По счастью, она не отреклась от предосудительного знакомства, а отнеслась к

нашей беде очень сочувственно. У нее с Всеволодом сложились добрые,

прочные, доверительные отношения, весьма благотворно сказывавшиеся на моей

судьбе - пока ее патрон сам не "погорел": лишенный всякого влияния, он

смирнехонько доживал свои дни.

После июльских дней семнадцатого года Горчакову, еще возглавлявшему

тогда Михайловское училище, довелось оказать существенную услугу Калинину,

которого он в силу каких-то обстоятельств знал. Горчаков помог Калинину на

время скрыться из Петрограда и избежать ареста.

Оказалось, что у Михаила Ивановича долгая память на добро (бесспорный

"недостаток", может, и определивший бесславное завершение калининской

карьеры). Приехав из Москвы в Питер уже Председателем ВЦИК, он стал

наводить справки о Горчакове. Потом разыскал его вдову, нестерпимо

бедствовавшую и голодавшую в нетопленой квартире. Михаил Иванович тут же

перевез ее в новую столицу, поместил в бывшей гостинице "Петергоф", где

находилась его приемная, и определил к себе в секретари.

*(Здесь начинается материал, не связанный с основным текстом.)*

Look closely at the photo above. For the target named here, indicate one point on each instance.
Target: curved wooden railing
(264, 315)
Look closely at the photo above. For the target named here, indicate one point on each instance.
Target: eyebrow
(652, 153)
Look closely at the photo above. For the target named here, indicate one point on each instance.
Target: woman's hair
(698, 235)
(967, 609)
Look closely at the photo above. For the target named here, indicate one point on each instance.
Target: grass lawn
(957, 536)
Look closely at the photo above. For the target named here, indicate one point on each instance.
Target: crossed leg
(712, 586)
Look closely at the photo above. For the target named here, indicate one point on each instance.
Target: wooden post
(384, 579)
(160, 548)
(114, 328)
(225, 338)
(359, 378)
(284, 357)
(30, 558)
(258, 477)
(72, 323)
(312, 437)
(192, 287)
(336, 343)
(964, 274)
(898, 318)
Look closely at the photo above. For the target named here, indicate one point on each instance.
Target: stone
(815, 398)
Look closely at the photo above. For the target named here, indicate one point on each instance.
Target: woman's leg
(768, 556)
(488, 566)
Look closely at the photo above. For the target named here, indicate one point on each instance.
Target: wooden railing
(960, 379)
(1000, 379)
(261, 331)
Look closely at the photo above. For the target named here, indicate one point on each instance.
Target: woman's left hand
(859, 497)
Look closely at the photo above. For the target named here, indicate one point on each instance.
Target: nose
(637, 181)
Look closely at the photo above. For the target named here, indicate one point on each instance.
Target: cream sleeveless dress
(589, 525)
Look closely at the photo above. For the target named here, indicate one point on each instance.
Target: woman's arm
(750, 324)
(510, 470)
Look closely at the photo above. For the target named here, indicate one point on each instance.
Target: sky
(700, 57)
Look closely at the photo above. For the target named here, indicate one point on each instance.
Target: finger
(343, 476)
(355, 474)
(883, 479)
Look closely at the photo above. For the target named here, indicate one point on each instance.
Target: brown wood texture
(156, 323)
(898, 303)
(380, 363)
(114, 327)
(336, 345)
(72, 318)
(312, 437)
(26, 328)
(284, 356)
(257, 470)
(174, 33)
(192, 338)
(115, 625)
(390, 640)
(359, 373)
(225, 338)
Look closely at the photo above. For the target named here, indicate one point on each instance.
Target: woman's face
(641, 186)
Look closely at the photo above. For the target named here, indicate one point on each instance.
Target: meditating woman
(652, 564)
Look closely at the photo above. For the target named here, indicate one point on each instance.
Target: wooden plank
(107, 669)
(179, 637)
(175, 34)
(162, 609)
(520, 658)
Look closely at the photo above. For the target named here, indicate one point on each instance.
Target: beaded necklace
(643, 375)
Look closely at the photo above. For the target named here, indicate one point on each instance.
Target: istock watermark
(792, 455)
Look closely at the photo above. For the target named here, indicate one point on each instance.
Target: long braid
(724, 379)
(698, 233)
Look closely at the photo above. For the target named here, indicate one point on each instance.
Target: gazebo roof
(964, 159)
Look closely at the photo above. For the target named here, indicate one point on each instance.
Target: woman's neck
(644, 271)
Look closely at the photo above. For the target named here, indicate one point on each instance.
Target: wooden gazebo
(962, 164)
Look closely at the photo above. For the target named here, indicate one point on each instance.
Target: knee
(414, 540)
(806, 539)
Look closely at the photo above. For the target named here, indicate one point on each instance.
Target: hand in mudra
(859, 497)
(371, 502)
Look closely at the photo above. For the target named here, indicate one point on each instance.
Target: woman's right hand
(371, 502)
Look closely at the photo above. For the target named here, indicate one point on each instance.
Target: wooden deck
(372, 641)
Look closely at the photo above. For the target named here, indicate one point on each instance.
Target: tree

Столь высокое покровительство перечеркнуло "темное" прошлое молодой

женщины. Оно распространилось и на ее семью, нищенствовавшую в Ташкенте,

где отец Надежды Васильевны долгие годы был нотариусом.

Так состоялось переселение в красную столицу провинциальных общипанных

"бывших" - юриста, очень старомодного, с гончаровскими баками и в

мешковатой чесучовой паре, его супруги, в шляпке-корзинке с выгоревшими

цветами, и трех прехорошеньких девиц на выданьи. Обо всех, и очень

последовательно, позаботился Михаил Иванович: нашлись квартиры, должности.

И даже женихи. Одним из них оказался сам "всероссийский староста",

оставивший свою благоверную (эстонку, по слухам, достойную женщину) ради

совсем юной сестры Надежды Васильевны - Верочки.

Познакомился Калинин и с Всеволодом и тут же взялся устроить судьбу

полюбившегося ему тверского "земляка". Да и свет оказался тесен. В семье

моей знали генерала Мордухай-Болтовского, тверского помещика, в доме

которого вырос деревенский паренек Миша. Генеральские сыновья увезли его с

собой в Питер и как могли способствовали посвящению подростка в заводской

труд и революцию. Не берусь сказать - довольны ли они были последующими

успехами своего питомца!

Президиум ВЦИК и постановил освободить меня из лагеря. Всеволода

Калинин рекомендовал во Внешторг, и брат уехал в Шанхайское торгпредство. В

XVIII веке подобные метаморфозы назывались "попасть в случай".

...Я вышел из Управления, распираемый радостью. И между тем замедлял

шаги: совестно было объявить о своем счастье Георгию, отцу Михаилу, другим

соловецким друзьям. Нежданная моя удача только подчеркивает безысходность

их участи... И я малодушно пробрался в пустовавшую в этот час келью, не

объявившись никому из них.

- Ты что спрятался?! - ворвался ко мне Георгий. - Знаем, все знаем...

Давай обниму и перекрещу... Поздравляю! И не вздумай себя считать виноватым

перед нами... Ведь нынче не скажешь, что спокойнее: сидеть тут

запечатанным, с уже решенной участью, или по-заячьи жить на так называемой

воле. И гадать: сегодня придут за тобой или завтра?

Я вдруг увидел то, чего не замечал, встречая Георгия изо дня в день: и

резкие морщины, и глубоко ввалившиеся глаза, и неразглаживающуюся складку

меж бровей. Бесконечно усталый, даже затравленный взгляд. Знать, тяжко на

душе у моего Георгия. Но что за выдержка! Ничем не выдаст своего смятения,

всегда ровен, участлив, легок! И щедр на добро, будто баловень судьбы,

готовый выплеснуть на других излишек своих удач.

Трезво и безнадежно смотрел  Георгий на свой земной путь. Но не

дотянуться с Соловков, не прикрыть собой немощных родителей, милой жены,

маленькой Марины. И нет им защиты, и нет опоры в изменчивом, враждебном

мире - только Бог!

Чтобы мне же облегчить бремя везения, и разыскал меня Георгий. Я

крепко и благодарно жму ему руку. Договариваемся о поручениях, что я мог

взять на себя, уславливаемся, как писать о недозволенном.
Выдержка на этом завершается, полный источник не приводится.